His rise at Chase UK was accelerated by the departure of his former boss. But Fast insists he is serving Chase’s initial mission: “We want to be in multiple countries. And in each of these countries, we want to be a prominent presence: top five.”
Fast admits the bank is “not close” to reaching that point in the UK. But JP Morgan is so confident in its ambitions that in May 2024, it hoisted the Chase logo on top of its UK headquarters at 25 Bank Street in Canary Wharf.
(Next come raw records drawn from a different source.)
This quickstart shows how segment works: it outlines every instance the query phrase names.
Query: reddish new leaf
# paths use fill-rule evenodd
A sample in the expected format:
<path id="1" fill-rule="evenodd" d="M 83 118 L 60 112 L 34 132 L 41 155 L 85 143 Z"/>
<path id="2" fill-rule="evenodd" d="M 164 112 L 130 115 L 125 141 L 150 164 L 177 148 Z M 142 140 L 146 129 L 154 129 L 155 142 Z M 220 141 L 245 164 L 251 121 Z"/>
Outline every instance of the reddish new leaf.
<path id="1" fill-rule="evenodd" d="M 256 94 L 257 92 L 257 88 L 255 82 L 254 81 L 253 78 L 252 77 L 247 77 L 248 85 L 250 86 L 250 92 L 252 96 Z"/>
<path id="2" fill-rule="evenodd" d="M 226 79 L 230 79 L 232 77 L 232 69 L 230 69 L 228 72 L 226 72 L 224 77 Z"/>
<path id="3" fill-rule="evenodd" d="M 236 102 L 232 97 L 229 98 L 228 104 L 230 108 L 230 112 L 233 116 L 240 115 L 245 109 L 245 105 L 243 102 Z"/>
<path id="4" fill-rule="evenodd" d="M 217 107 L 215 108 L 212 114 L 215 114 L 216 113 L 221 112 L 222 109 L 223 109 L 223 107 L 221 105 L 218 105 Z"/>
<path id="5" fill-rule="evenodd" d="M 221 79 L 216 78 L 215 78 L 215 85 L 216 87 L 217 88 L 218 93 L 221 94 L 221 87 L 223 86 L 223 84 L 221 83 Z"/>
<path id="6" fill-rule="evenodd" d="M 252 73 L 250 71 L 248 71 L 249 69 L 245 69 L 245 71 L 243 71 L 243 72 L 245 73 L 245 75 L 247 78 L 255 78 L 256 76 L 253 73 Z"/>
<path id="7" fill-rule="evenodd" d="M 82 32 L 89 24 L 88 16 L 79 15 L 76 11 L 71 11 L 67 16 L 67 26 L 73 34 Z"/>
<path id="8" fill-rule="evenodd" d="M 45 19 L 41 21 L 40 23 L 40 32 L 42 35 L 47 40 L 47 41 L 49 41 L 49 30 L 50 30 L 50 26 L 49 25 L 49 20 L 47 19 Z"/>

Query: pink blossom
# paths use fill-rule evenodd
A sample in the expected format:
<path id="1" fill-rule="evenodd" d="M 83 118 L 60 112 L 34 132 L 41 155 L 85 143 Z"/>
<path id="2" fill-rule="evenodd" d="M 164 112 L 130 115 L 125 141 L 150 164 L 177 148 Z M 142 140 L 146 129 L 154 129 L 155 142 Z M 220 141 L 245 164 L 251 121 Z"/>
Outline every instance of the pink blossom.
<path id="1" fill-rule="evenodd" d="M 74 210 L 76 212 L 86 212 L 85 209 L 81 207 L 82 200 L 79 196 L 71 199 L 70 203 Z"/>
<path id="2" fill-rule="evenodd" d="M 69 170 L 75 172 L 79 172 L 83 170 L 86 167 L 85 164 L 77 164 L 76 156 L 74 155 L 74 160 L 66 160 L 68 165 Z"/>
Pending regulations could raise its profile further. With £20bn in assets, it is edging closer to the £25bn threshold at which it would be forced to separate consumer deposits from the rest of its investment banking operations. However, so-called ring-fencing rules being proposed by the Treasury are due to raise that threshold to £35bn.
The existing thresholds have been a barrier to growth for its Goldman-backed rival Marcus, which temporarily closed to new business in 2020 to avoid hitting the threshold. While Fast says that has not yet been the case for Chase UK, the changes come at an opportune time. “That’s absolutely vital for us … it allows us to grow.”
As for the influence of the incoming Trump administration, Fast says Chase UK – like its parent bank – is braced for any potential volatility. “[JP Morgan chief executive] Jamie Dimon says that the economic and political cycle is like the weather. You need to be prepared for it, right? If you don’t have an umbrella, you’re in trouble. And we run our business in a way that we have the umbrella.”
CV
Age 44
Family Wife (Karolina Lewestam, a writer); three kids (16, 10 and six); three cats.
Education United World College of the Pacific (Canada), University of Warsaw (MA, sociology), Harvard Business School (MBA).
Pay Undisclosed.
Last holiday City break in Madrid.
Best advice he’s been given “If you’re not happy with your job, change how you behave and your environment. If it works, problem solved. If you go too far, you may get fired, but you didn’t like the job anyway, so is that really that bad?”
Biggest career mistake “With hindsight, I could have taken more risks earlier in my career.”
Word he overuses “Amazing.”
How he relaxes Crash courses in niche hobbies – “one of my recent ones was watchmaking”.